The ruling from Circuit Judges William C. Canby, Richard R. Clifton, and Michelle T. Friedland rejected Trump’s assertion that the court does not have the authority to inhibit the execution of the order, and cited statements made by Trump enumerating his plan to institute a “Muslim ban” as cause to continue to block execution of the president’s order.
In defending the ban, the president claimed he has “unreviewable authority to suspend the admission of any class of aliens,” and the “courts owe substantial deference to the immigration and national security policy determinations of the political branches.” An amicus curiae brief filed by the American Center For Law and Justice in support of the President pointed to the scope of the executive with respect to immigration and national security.

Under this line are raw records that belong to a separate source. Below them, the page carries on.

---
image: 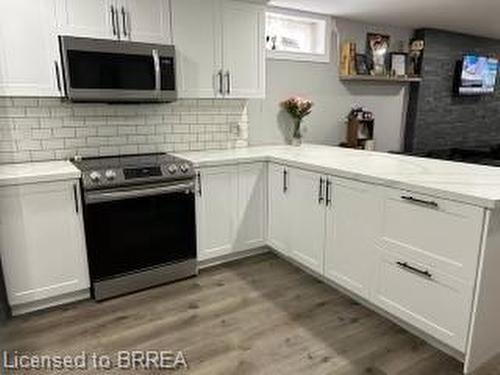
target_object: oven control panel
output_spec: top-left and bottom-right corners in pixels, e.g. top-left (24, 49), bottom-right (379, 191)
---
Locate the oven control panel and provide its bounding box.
top-left (82, 163), bottom-right (194, 189)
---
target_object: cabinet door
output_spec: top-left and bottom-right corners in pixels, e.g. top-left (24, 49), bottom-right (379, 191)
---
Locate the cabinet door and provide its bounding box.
top-left (267, 163), bottom-right (290, 255)
top-left (57, 0), bottom-right (114, 39)
top-left (172, 0), bottom-right (222, 98)
top-left (235, 163), bottom-right (266, 251)
top-left (0, 181), bottom-right (89, 306)
top-left (0, 0), bottom-right (61, 96)
top-left (288, 168), bottom-right (325, 273)
top-left (117, 0), bottom-right (171, 44)
top-left (196, 166), bottom-right (237, 260)
top-left (222, 1), bottom-right (265, 98)
top-left (324, 178), bottom-right (381, 298)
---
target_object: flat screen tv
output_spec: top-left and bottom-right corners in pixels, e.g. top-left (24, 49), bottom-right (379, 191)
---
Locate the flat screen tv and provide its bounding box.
top-left (456, 55), bottom-right (498, 95)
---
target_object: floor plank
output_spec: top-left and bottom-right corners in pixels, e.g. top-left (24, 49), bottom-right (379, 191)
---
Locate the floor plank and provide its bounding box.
top-left (0, 254), bottom-right (500, 375)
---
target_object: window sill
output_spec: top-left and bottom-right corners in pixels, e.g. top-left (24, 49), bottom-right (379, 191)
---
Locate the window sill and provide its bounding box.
top-left (266, 50), bottom-right (330, 64)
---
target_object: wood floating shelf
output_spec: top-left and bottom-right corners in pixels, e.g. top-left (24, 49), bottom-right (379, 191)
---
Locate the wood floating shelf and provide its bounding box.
top-left (340, 74), bottom-right (422, 83)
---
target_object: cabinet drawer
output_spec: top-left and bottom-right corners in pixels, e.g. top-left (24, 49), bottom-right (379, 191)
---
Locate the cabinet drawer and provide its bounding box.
top-left (373, 251), bottom-right (473, 352)
top-left (377, 189), bottom-right (484, 283)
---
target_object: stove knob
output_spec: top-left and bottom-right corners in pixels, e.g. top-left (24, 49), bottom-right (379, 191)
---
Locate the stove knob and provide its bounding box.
top-left (89, 171), bottom-right (102, 182)
top-left (167, 164), bottom-right (177, 174)
top-left (104, 169), bottom-right (116, 180)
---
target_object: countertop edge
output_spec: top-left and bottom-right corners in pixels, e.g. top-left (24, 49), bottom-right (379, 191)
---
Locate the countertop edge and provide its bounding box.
top-left (178, 153), bottom-right (500, 210)
top-left (0, 161), bottom-right (81, 187)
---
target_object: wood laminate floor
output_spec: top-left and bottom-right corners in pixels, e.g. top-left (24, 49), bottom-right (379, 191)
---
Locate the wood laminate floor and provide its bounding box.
top-left (0, 253), bottom-right (500, 375)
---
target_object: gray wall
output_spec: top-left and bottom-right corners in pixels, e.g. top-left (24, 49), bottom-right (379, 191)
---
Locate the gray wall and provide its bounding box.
top-left (405, 29), bottom-right (500, 151)
top-left (248, 19), bottom-right (412, 151)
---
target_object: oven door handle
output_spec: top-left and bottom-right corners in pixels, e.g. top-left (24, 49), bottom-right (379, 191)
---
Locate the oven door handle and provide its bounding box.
top-left (85, 181), bottom-right (194, 204)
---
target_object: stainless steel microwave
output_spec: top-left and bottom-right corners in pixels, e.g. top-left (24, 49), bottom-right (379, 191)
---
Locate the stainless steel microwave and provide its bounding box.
top-left (59, 36), bottom-right (177, 102)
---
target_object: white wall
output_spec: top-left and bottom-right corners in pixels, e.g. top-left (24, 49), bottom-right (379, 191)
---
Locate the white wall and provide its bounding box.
top-left (248, 19), bottom-right (412, 151)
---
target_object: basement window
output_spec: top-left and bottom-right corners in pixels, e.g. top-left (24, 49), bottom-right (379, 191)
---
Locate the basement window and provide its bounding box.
top-left (266, 8), bottom-right (330, 62)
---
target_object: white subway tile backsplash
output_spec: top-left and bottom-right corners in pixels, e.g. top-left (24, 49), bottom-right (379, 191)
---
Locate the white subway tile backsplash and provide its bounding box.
top-left (0, 98), bottom-right (248, 163)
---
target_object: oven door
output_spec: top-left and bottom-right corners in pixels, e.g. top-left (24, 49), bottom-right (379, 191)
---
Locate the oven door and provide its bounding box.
top-left (59, 36), bottom-right (177, 102)
top-left (84, 180), bottom-right (196, 282)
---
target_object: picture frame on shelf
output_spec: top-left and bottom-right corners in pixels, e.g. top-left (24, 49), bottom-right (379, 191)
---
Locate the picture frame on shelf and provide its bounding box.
top-left (390, 52), bottom-right (408, 77)
top-left (356, 53), bottom-right (370, 75)
top-left (366, 33), bottom-right (391, 76)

“There can be no doubt that Congress expressly delegated to the President broad discretionary authority,” the brief reads. “Whenever the President ‘finds that the entry of any aliens or of any class of aliens into the United States would be detrimental to the interests of the United States,’ the President has the authority to ‘suspend the entry of all aliens or any class of aliens as immigrants or nonimmigrants, or impose on the entry of aliens any restrictions he may deem to be appropriate.”
However, the 9th circuit judges ruled it is, in fact, justified in blocking the executive order as the judiciary must resolve challenges to the constitutionality authority of the branches of government, according to information in the court’s judgement. Accordingly, “There is no precedent to support this claimed unreviewability, which runs contrary to the fundamental structure of our constitutional democracy,” they wrote.
Further, the courts accepted the argument from the states of Washington and Minnesota, cited as plaintiffs-appellees in the case, that the Executive Order violates the Establishment and Equal Protection Clauses of the Constitution because it was “intended to disfavor Muslims.”
“In support of this argument, the States have offered evidence of numerous statements by the President about his intent to implement a ‘Muslim ban’ as well as evidence they claim suggests that the Executive Order was intended to be that ban,” the ruling reads. The court also took issue with the government’s failure to provide constitutionally mandated due process to some travelers, as there was insufficient notice prior to the implementation of individual travel restrictions.
Despite the president’s argument those impacted by the executive order do not have rights to due process or Constitutional protections, the courts contended provisions in the order that deny entry into the U.S. to “certain lawful permanent residents and non-immigrant visaholders without constitutionally sufficient notice and an opportunity to respond” are impermissible.
The courts also ruled part of the order “contravenes” procedures provided by federal stature regarding refugees seeking asylum. It is unclear how the administration will proceed after the ruling. Some experts speculate the president can challenge the issue in the Supreme Court or draft an entirely new order. For his part, Trump took to social media to defend his order and warned of the consequences of stifling its enforcement.
“See you in court, the security of our nation is at stake!” Trump tweeted a little after 6:30 on Thursday, Feb. 9.